In the OpenHistorian console I have this error :
image
and same message with port 6152.

When I try to access Grafana, I have a black page telling me that the application could not be loaded (I am using version 8.1.2 of Grafana which I have copied/pasted above the 7.3 installed by default with OpenHistorian version 2.8.132). This version 8.1.2 works very well in http.

I then uninstalled the 2.8.132 version of openhistorian and install the 2.8.52 that I was using 'till today ; but issues are the same.

Is there something I’m missing from the procedure clearly detailed in the second link I mentioned (evolution of the application, other options to consider?).
The possibility of being able to use HTTPS or not will be decisive in the production of the planned infrastructure.

Thanks by advance,

Regards

Did you change the user account for which the openHistorian is running? The default is NT SERVICE\openHistorian - this user needs “rights” to all HTTP or HTTPS ports.

For example:

netsh http add urlacl url=http://+:6151/ user=MyDomain\MyOHUser

Note that if an existing reservation exists, you cannot add or change this without removing first:

netsh http delete urlacl url=http://+:6151/

The installer typically sets all these up automatically when it asks for the service account.

Hello Ritchie,

Thanks for your quick reply.
I’ve put the log on user for the service on :
image
The 2 issues on port access 6151 and 6152 are resolved.

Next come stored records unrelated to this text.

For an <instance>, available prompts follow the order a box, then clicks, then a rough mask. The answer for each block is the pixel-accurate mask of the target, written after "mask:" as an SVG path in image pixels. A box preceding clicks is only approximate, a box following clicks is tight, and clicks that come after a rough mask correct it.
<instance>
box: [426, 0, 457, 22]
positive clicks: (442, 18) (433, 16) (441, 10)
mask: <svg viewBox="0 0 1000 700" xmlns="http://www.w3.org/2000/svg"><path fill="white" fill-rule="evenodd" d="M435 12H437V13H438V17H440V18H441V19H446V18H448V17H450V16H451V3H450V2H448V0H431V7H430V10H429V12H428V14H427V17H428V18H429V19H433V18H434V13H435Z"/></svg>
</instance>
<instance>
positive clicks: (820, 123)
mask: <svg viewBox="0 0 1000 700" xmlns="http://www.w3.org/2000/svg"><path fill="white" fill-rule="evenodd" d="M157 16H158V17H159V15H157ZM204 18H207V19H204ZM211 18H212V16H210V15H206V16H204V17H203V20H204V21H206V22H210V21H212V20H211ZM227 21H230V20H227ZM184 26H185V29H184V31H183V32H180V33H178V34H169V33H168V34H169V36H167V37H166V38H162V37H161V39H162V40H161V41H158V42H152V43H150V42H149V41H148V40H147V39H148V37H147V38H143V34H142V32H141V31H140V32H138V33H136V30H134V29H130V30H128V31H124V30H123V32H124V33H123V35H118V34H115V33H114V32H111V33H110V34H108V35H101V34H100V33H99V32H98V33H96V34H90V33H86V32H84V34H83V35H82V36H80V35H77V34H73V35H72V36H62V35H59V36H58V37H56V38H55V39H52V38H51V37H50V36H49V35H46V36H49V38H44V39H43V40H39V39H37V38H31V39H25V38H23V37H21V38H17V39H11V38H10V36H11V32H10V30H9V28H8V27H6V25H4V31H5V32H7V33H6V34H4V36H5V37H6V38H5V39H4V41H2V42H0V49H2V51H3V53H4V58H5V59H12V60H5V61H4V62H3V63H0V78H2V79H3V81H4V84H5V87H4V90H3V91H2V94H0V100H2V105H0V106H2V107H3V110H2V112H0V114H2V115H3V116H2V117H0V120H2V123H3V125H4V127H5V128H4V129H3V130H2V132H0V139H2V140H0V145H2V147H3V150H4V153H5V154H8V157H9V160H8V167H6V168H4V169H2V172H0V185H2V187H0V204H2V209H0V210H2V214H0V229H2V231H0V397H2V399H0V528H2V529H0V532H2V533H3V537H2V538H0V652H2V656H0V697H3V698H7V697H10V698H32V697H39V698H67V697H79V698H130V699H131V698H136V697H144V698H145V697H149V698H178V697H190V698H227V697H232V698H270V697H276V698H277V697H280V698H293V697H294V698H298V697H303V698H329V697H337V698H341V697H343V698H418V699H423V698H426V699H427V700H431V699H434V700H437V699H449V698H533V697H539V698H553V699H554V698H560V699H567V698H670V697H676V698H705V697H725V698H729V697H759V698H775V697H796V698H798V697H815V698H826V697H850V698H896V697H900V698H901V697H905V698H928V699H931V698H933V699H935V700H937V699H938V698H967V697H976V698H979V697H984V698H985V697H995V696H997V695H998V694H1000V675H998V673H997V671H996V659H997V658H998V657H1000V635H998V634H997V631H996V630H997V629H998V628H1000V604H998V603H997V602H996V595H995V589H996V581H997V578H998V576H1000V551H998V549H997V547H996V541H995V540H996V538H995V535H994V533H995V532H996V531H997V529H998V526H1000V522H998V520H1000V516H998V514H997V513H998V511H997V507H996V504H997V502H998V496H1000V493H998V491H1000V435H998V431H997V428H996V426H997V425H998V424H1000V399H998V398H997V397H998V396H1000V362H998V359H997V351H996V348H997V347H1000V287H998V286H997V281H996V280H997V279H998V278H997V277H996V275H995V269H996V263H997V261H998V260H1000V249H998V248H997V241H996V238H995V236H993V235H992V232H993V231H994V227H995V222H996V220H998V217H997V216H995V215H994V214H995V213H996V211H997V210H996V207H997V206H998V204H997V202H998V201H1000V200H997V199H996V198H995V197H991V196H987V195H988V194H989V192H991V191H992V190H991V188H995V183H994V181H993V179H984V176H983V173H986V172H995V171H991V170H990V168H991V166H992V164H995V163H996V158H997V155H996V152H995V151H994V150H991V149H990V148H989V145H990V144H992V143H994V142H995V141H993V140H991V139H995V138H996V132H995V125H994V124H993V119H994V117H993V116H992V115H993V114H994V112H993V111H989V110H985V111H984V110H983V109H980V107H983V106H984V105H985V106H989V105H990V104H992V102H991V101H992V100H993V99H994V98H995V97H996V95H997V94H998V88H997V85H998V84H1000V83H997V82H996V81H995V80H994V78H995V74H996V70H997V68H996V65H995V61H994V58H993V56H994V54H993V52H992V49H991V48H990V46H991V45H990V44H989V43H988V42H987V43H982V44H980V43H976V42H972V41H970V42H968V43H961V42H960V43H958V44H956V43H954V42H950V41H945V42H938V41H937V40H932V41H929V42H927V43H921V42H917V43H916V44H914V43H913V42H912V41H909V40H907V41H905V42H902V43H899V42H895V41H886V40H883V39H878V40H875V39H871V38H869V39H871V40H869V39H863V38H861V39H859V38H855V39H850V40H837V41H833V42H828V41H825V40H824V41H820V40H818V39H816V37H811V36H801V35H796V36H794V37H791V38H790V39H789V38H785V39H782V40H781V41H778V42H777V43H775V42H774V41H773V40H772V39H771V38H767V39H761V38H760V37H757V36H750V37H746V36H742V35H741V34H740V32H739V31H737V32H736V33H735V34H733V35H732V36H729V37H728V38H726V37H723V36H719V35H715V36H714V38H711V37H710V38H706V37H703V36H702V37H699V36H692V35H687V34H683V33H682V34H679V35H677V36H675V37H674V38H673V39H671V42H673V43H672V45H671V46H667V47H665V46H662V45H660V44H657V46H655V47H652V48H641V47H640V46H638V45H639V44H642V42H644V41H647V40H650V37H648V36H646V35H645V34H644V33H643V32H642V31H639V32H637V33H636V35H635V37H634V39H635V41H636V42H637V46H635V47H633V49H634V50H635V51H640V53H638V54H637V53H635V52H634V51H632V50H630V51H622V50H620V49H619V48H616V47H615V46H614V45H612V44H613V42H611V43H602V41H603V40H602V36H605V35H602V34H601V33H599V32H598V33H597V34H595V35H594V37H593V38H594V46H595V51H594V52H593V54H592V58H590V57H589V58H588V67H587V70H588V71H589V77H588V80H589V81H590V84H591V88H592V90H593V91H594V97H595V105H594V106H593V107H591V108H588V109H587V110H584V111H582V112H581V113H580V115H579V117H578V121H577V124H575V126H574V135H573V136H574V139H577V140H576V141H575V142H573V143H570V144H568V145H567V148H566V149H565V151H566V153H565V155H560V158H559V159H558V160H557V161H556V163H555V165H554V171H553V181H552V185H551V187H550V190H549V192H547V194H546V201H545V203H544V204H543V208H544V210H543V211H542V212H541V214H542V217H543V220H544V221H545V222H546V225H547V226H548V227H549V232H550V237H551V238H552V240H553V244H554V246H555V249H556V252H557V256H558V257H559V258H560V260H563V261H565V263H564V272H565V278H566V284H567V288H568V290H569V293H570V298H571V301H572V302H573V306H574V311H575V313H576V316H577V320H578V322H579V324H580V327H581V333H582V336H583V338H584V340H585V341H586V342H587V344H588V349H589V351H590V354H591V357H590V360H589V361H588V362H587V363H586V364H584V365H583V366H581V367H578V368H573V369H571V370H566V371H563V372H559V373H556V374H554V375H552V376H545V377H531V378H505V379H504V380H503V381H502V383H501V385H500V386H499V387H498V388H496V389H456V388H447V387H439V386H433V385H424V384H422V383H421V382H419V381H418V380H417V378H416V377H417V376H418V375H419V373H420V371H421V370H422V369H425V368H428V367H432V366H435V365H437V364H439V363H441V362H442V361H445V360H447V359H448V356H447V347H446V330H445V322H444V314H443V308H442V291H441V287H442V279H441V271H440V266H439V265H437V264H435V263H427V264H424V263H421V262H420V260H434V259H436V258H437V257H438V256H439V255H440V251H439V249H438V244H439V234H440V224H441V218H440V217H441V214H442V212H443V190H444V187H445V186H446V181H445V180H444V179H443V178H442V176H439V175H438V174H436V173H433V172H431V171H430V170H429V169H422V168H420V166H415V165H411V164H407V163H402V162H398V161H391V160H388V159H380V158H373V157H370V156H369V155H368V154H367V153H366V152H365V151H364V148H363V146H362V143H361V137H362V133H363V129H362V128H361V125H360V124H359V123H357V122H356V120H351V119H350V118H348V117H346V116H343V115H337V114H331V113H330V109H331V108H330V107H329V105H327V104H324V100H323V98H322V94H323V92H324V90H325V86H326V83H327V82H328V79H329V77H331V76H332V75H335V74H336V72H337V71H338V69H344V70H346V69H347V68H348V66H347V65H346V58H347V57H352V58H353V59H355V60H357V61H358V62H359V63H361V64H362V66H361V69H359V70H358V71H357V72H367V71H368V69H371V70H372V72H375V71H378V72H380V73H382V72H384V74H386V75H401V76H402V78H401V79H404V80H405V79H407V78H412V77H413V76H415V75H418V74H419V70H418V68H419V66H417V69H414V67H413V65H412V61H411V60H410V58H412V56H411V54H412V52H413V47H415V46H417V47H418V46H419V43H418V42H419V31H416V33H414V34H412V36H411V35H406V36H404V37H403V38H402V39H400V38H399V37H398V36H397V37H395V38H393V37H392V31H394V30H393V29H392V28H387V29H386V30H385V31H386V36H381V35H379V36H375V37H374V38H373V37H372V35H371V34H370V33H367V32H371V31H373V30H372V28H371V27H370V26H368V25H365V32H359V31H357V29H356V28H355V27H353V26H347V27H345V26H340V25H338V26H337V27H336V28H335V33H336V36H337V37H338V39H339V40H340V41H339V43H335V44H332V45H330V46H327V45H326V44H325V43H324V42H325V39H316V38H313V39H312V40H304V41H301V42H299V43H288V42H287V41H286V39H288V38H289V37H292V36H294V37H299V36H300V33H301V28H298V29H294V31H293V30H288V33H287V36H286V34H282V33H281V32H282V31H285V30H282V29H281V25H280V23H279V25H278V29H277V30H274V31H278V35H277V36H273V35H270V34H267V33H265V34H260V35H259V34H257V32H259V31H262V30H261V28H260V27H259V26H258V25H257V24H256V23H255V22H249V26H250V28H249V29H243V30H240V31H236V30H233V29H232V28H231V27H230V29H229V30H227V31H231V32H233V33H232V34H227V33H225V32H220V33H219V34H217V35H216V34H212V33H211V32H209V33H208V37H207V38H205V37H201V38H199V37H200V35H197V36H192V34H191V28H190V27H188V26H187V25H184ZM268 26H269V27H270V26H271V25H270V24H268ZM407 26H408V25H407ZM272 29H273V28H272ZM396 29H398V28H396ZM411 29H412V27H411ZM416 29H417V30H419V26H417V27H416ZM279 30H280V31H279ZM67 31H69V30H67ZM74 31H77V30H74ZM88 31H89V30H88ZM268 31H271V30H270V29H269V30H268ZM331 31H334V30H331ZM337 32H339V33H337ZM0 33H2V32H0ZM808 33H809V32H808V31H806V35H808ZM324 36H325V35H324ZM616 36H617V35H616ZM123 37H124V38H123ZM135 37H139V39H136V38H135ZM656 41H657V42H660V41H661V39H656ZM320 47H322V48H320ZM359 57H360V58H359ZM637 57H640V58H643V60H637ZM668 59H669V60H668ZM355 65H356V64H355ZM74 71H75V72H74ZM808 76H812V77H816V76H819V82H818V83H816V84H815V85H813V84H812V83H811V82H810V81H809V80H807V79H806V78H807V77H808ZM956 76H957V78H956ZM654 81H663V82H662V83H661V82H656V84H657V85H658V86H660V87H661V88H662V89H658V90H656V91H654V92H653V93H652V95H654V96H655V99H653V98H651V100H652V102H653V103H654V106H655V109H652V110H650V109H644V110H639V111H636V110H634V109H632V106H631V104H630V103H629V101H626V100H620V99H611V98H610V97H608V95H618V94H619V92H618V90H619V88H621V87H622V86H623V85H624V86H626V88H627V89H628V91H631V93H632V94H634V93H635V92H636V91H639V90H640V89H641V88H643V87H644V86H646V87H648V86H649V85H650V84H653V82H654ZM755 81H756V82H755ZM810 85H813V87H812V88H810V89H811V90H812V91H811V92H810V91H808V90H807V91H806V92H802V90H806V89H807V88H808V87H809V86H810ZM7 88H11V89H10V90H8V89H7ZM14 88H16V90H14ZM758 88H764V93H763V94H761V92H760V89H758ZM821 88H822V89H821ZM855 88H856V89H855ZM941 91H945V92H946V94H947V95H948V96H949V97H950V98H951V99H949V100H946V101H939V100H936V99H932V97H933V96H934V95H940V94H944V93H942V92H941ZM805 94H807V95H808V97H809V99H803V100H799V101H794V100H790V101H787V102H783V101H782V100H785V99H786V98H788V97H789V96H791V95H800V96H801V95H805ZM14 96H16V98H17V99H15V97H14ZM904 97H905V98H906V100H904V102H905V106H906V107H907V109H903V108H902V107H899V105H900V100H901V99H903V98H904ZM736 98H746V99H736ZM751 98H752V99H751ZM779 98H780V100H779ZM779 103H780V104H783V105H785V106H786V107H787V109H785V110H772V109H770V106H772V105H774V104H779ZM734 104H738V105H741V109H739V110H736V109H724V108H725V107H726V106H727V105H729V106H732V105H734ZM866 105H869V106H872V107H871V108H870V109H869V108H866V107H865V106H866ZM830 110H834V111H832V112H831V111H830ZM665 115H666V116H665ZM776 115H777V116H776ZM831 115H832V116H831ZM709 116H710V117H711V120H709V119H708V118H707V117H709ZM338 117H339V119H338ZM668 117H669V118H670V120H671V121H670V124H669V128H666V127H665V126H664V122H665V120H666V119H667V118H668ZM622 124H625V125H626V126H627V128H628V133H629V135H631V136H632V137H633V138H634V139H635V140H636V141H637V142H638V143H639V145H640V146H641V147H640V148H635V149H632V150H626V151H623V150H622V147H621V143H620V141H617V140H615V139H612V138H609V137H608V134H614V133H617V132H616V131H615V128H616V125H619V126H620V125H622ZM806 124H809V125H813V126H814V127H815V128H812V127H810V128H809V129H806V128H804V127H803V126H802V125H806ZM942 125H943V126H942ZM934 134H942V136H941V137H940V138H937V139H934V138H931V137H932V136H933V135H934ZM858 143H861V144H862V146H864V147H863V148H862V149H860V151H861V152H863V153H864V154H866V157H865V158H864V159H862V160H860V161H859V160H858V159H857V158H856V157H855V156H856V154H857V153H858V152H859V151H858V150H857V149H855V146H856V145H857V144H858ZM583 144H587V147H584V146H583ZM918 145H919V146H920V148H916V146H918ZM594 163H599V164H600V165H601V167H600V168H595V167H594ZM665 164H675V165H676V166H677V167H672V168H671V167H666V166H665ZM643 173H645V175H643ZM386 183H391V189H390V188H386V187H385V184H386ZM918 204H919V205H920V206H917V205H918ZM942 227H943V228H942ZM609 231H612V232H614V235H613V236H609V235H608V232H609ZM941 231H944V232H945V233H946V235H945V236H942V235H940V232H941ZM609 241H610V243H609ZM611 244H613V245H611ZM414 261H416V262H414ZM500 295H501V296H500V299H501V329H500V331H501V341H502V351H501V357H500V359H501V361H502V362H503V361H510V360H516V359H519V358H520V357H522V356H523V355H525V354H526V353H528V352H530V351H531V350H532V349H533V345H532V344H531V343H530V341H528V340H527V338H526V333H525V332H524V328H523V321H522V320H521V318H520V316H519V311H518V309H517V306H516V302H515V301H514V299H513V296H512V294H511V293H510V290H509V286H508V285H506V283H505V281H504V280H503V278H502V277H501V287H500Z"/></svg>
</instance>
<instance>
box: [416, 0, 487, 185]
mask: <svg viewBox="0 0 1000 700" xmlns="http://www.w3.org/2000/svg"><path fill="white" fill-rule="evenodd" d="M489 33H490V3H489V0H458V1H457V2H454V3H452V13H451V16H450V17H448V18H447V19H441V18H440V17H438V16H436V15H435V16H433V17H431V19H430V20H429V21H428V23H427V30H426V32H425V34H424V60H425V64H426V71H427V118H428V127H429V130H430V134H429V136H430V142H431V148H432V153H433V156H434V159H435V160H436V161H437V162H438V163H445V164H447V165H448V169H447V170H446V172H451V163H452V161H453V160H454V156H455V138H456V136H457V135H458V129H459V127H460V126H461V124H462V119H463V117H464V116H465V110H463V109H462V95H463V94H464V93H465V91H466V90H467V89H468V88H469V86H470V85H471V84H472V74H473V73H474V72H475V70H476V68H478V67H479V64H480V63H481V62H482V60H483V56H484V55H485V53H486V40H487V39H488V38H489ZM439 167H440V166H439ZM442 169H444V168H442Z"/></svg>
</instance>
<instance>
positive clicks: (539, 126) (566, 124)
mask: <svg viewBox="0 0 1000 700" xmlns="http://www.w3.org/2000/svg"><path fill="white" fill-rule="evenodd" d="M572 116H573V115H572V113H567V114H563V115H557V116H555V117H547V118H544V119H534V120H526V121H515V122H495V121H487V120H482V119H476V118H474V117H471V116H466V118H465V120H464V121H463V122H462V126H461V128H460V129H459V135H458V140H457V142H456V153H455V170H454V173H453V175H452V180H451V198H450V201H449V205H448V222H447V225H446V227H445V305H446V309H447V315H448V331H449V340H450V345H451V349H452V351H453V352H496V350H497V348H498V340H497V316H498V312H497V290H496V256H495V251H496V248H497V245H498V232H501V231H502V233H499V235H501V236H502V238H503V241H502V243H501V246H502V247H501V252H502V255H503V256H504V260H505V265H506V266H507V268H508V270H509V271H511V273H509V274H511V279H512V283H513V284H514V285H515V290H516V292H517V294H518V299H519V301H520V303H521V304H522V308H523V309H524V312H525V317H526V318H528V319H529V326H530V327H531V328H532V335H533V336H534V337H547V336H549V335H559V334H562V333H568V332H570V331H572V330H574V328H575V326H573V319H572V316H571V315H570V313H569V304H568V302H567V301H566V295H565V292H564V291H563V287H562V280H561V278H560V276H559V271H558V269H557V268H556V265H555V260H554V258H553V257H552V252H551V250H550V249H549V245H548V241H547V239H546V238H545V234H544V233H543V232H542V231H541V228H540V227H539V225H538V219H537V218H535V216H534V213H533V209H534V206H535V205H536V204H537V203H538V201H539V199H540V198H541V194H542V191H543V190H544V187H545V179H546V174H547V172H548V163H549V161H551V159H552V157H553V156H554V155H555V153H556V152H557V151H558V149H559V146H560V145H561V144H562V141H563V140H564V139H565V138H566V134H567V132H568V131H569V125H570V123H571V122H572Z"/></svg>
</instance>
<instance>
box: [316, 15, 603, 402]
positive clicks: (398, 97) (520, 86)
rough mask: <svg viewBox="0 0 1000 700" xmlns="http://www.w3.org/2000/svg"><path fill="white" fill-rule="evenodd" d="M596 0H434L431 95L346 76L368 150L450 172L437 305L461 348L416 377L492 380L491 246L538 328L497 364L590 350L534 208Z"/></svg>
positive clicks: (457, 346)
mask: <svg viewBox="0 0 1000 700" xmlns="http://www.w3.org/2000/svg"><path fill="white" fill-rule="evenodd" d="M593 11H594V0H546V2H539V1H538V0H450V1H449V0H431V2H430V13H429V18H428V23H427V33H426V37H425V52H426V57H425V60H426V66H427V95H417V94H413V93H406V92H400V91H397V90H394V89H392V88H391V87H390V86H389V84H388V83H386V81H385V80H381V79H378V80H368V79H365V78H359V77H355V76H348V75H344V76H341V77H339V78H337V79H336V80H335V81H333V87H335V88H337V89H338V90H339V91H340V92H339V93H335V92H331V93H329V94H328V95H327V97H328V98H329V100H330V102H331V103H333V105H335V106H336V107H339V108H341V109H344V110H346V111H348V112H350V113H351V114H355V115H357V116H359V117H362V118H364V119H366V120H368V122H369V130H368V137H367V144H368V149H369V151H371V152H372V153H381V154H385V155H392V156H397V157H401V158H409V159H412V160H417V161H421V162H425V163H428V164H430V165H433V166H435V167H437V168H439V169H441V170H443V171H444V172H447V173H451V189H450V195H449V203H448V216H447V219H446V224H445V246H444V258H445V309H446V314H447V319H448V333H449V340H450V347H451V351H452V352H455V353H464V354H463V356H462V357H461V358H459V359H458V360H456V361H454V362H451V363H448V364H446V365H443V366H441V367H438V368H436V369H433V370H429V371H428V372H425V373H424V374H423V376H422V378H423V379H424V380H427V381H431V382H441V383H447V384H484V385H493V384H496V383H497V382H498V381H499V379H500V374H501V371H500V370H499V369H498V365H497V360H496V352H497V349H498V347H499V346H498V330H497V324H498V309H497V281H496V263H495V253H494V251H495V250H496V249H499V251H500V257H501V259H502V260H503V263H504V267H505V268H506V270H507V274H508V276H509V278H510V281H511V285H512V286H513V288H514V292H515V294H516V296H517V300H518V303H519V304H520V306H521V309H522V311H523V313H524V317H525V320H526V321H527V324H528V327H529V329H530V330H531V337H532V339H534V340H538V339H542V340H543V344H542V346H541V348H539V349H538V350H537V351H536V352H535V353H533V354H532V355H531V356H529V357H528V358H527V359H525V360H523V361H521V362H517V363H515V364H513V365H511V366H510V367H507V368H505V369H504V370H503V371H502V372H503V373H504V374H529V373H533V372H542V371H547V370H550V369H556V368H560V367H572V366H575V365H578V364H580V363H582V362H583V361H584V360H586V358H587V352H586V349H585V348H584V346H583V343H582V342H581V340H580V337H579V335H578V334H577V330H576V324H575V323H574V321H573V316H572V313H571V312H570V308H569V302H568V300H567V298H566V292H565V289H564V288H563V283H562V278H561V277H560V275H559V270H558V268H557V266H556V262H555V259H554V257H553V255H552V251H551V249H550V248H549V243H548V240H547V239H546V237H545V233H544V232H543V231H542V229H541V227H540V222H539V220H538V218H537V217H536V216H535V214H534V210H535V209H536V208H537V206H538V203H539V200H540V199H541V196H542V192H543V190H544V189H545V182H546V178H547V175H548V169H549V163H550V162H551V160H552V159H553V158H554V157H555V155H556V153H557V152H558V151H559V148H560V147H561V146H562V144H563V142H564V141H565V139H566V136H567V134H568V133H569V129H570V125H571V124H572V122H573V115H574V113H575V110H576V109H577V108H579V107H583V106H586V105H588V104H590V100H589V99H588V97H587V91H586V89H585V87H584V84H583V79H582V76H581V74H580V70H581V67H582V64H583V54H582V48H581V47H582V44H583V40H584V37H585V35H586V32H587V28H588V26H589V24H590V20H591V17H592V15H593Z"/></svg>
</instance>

I tested again with openHistorian version 2.8.52, starting with the HTTP version of Grafana access (the by default one), and found something that might be interesting:
As I use a self-signed certificate which is no longer accepted by Edge, I switched during my tests to HTTPS by IE11 (which allows to bypass the alert message on certificate, and to access the targeted site). But it turns out that I get the same error message with IE11 to access Grafana even to access it in http on port 8080.

This reverse_proxy error message would therefore be more due to an incompatibility of Grafana 8.1.2 with IE11 than an HTTPS configuration problem.

I will get a certificate signed by my domain’s CA and then run the tests again with Edge.

Regards

I have just tried a workaround using Firefox, which allows both to bypass the warning message on ciphers based on self-signed certificates and to make the Grafana client work correctly.
It turns out that indeed Grafana therefore works well in HTTPS by following the protocol detailed in the Wiki page of the GIT.

So I think it will work under Edge with the certificate recognized by trusted CAs.

Thanks for the responses provided.

Regards

Edit : in Grafana I’ve add a button that allow to download some datas from the historian ; using the OH data download control

In https, it doesn’t work : Firefox can’t establish a connection to the server at wss://aaaa.bbbb.cccc.dddd:8181/grafana/api/live/ws
Is there another parameter to config in order to make it work ?

Edit2 : I change the link in the parameters off the control. Still not working with firefox but it may be due to firefox itself and not the https configuration. I’ll try with the final configuration using a trusted certificate and Edge ; and report here if it’s finally don’t work.